By Joseph Ax
April 30 (Reuters) – Republican Louisiana Governor Jeff Landry on Thursday suspended the state’s May 16 congressional primary election just two days before early voting was set to begin, acting a day after the U.S. Supreme Court deemed the state’s voting map illegal and gutted a key part of the landmark Voting Rights Act.
Landry signed an executive order postponing the nominating contests for seats in the U.S. House of Representatives until at least July 15 or until a date set by the Republican-led state legislature, citing an “election emergency of unconstitutional maps.”
The postponement gives the legislature an opportunity to draw a new map that eliminates at least one currently Democratic-held seat, and possibly two. President Donald Trump’s fellow Republicans are seeking to maintain their control of the House in November’s midterm elections, and Louisiana’s new map could give the party a boost.
The Supreme Court disallowed the map delineating the state’s six U.S. House districts. The state legislature had drawn a map with a second majority-Black district in response to a judge’s decision that an earlier map with just one majority-Black district illegally harmed Black voters in violation of the Voting Rights Act.
The Supreme Court’s 6-3 ruling was powered by its conservative majority. Black people make up roughly a third of Louisiana’s population.

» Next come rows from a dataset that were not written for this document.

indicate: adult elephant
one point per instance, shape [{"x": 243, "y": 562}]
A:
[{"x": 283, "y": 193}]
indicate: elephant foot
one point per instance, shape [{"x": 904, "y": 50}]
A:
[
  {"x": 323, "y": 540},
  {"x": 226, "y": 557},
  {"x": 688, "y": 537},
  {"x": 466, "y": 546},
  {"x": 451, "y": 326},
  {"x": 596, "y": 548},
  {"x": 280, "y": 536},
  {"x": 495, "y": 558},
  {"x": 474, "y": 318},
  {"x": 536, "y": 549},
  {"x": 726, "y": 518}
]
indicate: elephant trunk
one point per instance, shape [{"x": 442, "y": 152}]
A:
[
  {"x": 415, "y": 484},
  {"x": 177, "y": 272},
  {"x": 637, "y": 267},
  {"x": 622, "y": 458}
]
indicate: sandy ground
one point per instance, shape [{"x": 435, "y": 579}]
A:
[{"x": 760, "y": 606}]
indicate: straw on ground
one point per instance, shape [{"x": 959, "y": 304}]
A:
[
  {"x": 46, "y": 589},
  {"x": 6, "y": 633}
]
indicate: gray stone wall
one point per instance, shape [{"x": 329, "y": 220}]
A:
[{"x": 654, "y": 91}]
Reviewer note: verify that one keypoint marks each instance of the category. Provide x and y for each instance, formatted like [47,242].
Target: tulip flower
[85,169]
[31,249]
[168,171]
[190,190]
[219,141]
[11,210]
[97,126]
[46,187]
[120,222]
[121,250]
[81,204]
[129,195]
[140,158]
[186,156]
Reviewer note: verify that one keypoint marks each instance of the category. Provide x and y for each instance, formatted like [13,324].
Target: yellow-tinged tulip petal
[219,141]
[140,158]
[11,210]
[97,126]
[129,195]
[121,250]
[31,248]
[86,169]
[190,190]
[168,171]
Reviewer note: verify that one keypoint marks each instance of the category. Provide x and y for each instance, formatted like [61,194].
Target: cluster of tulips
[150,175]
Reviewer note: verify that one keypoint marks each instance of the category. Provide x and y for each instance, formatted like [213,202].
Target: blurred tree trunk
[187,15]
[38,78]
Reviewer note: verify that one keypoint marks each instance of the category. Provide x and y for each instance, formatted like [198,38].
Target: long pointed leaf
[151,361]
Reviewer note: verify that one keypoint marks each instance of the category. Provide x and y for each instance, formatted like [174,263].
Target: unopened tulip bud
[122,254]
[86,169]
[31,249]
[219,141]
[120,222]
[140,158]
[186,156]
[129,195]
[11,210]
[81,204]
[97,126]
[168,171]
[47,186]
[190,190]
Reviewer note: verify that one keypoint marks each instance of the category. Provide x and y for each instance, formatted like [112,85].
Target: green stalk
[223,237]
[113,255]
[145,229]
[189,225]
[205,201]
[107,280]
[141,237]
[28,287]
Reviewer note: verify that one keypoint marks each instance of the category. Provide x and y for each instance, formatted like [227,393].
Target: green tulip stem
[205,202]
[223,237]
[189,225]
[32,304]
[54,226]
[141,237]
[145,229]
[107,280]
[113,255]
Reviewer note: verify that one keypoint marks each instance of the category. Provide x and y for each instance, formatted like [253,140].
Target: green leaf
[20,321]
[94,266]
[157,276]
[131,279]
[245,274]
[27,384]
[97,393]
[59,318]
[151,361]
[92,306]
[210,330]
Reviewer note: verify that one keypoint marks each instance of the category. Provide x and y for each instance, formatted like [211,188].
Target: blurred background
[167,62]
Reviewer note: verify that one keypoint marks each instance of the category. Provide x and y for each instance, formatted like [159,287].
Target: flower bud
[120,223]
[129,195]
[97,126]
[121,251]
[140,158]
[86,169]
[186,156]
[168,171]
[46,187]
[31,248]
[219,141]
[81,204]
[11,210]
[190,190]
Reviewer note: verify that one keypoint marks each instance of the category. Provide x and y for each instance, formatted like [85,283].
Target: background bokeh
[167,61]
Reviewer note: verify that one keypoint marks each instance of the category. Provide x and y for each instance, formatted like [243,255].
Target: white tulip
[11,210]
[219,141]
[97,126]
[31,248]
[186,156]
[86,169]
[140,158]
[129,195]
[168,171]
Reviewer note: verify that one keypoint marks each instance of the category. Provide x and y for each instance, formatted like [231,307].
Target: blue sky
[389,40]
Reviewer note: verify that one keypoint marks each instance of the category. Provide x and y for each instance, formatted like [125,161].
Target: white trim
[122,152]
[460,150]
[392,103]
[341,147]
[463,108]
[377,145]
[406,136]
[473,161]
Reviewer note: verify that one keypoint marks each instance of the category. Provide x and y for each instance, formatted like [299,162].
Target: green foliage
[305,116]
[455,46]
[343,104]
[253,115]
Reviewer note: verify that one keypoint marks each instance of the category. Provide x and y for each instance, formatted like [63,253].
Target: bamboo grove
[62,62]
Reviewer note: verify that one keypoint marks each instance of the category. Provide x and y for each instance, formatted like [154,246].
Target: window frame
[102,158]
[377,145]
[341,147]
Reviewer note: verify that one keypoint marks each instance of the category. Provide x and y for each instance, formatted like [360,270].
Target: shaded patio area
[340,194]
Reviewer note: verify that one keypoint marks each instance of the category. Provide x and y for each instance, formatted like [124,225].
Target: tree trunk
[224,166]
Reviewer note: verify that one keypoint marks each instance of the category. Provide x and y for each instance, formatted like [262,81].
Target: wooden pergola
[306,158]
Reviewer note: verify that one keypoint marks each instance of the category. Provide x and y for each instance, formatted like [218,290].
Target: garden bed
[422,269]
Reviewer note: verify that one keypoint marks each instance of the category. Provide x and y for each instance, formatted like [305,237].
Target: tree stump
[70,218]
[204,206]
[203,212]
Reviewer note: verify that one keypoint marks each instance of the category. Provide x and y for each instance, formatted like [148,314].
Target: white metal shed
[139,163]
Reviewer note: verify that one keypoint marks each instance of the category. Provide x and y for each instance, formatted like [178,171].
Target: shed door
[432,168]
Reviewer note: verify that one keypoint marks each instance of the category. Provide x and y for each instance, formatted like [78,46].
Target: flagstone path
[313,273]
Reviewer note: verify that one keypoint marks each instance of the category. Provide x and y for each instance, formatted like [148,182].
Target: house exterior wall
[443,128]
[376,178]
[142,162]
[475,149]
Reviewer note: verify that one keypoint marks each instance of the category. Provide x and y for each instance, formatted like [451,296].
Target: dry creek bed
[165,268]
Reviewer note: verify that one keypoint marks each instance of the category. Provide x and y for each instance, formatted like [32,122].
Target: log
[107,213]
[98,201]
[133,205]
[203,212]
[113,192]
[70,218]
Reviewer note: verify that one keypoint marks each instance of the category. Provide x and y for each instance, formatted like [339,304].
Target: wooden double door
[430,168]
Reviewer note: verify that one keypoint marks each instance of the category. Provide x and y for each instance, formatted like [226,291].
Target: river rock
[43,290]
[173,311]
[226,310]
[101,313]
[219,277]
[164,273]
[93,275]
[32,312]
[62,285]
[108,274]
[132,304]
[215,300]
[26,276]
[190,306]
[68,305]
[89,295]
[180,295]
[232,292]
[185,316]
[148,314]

Drawing such districts is a practice many states have followed for decades under the Voting Rights Act to protect the ability of minority voters to elect the congressional candidates of their choice. But the Supreme Court hollowed out a key provision of the law in Wednesday’s ruling.
House Speaker Mike Johnson, a Louisiana Republican, told reporters earlier on Thursday that Landry had “no choice” but to suspend the election given the court decision.
Suspending the election and redrawing the map will scramble the campaigns for the state’s U.S. House districts, which have been underway for months. The filing deadline for candidates was February 13, and mail-in ballots were sent to overseas voters weeks ago.
Other primaries, including a hotly contested race for the Republican U.S. Senate nomination between incumbent Bill Cassidy and Trump-endorsed U.S. Representative Julia Letlow, will proceed as planned, according to the executive order.
Louisiana’s two majority-Black districts are both represented by Black Democrats. The state’s other four incumbents are all white Republicans.
The Supreme Court’s ruling opens the door for Republican-controlled states across the South to dismantle as many as a dozen Democratic-held districts that are predominantly home to Black and Latino voters, who have historically supported Democratic candidates.
The impact on this year’s midterms beyond Louisiana remains unclear, with many states already deep into their electoral calendars. Earlier on Thursday, Trump said he had spoken with Republican Tennessee Governor Bill Lee about drawing a new map that would take aim at the state’s only Democratic seat, a majority-Black district centered on Memphis.
Regardless, the court’s decision likely means that Republican lawmakers in several states will seek to redraw congressional maps ahead of the 2028 election.
Republicans and Democrats already have been waging a multistate redistricting fight ignited last year when Trump initiated an unprecedented mid-decade effort to redraw maps in Republican-led states, starting with Texas.